(I preface my remarks by pointing out that the Hum may have acoustic prerequisites stemming from many different possible sources, ranging from mining to pipelines to all sorts of large-scale industrial activity. My best guess is that this is the case in Windsor, Ontario, Canada).
The Hum and the big solar flare that’s hitting us now
My best bet right now is that Hum is rooted in very low frequency radio (electromagnetic radiation) transmissions with frequencies between 3 KHz and 30 KHz. It is theorized that frequencies above 16 KHz in particular may be responsible, or at least a prerequisite in many situations. The biophysical side of the model is available on this blog.
I travelled across the western half of Canada this summer, by plane and by train, and everywhere I went I listened late at night. It was air travel for the trip eastward, which disrupted my perception of the Hum. Just as I was nearing my third day in Winnipeg, we headed East to a cabin on a good-sized lake in northwestern Ontario. On about my second or third day there, the Hum returned, lasting up until lunchtime, and if things were quiet and the doors and windows closed, I could notice it during the afternoon. I retrieved my tone generator and matched the frequency right around 56.5 Hz, which is what I hear at home. (I’ve searched the Hum Database and found some folks in New Zealand who perceive the same thing). Train travel back to Vancouver masked the Hum completely (very high level background train noise and semi-random lateral movements). I have returned home on the Sunshine Coast and of course the Hum is still here, and quite loud right now.
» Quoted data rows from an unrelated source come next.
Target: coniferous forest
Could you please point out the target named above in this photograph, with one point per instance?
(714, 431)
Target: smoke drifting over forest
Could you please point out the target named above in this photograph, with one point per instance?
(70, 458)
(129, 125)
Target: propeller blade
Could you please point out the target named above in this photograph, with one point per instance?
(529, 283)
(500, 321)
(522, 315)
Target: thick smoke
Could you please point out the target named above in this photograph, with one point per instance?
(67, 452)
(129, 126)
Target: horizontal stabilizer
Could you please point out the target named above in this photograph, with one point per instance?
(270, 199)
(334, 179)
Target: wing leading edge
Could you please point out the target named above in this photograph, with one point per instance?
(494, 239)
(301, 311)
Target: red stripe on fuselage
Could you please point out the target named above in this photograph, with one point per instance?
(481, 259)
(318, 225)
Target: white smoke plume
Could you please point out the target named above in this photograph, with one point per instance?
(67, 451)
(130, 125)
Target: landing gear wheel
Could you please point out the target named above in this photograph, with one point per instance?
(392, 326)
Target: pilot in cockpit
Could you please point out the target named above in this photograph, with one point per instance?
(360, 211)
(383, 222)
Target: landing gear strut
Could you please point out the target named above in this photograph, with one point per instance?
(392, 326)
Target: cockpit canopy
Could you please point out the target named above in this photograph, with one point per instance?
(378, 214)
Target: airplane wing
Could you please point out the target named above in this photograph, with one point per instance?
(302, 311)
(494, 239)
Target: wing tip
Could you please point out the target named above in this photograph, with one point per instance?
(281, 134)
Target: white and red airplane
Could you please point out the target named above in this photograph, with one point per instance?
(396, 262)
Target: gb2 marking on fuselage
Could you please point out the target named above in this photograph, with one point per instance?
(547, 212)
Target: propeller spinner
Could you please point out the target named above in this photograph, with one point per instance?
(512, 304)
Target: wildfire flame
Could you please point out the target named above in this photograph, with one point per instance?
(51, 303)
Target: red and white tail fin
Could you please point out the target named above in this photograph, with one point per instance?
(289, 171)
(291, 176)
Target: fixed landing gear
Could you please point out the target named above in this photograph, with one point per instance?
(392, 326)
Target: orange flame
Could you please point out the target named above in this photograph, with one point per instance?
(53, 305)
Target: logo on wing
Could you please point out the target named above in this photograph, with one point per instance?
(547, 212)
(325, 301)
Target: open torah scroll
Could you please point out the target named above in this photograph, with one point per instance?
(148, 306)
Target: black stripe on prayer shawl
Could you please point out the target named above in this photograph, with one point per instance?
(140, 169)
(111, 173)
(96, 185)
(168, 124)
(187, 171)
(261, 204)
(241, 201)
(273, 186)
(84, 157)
So what about the solar flare? I’ve proposed a mechanism to explain the worldwide Hum. Key to that theory is the role of the Earth’s ionosphere in reflecting and carrying radio signals at VLF frequencies. The ionosphere changes height diurnally, seasonally, and randomly. If the Hum is indeed rooted in ionospheric effects, then a big solar flare should cause some big effects. John Beaman was to my knowledge the first person to note some very interesting correlations between solar activity and the frequency of postings to the Yahoo Hum Sufferers. You can find his materials in that forum.
My theory predicts that there should be significant changes in the Hum across the planet. The Hum will appear in places, go quiet in others, and will strengthen in some locations. Perhaps the next time a really big flare comes at us, we can get organized enough to document things in real time, which might provide important evidence.
Meantime I’ll watch the reports pouring in to the Hum Database to see if there are spikes in new reports during the present solar episode.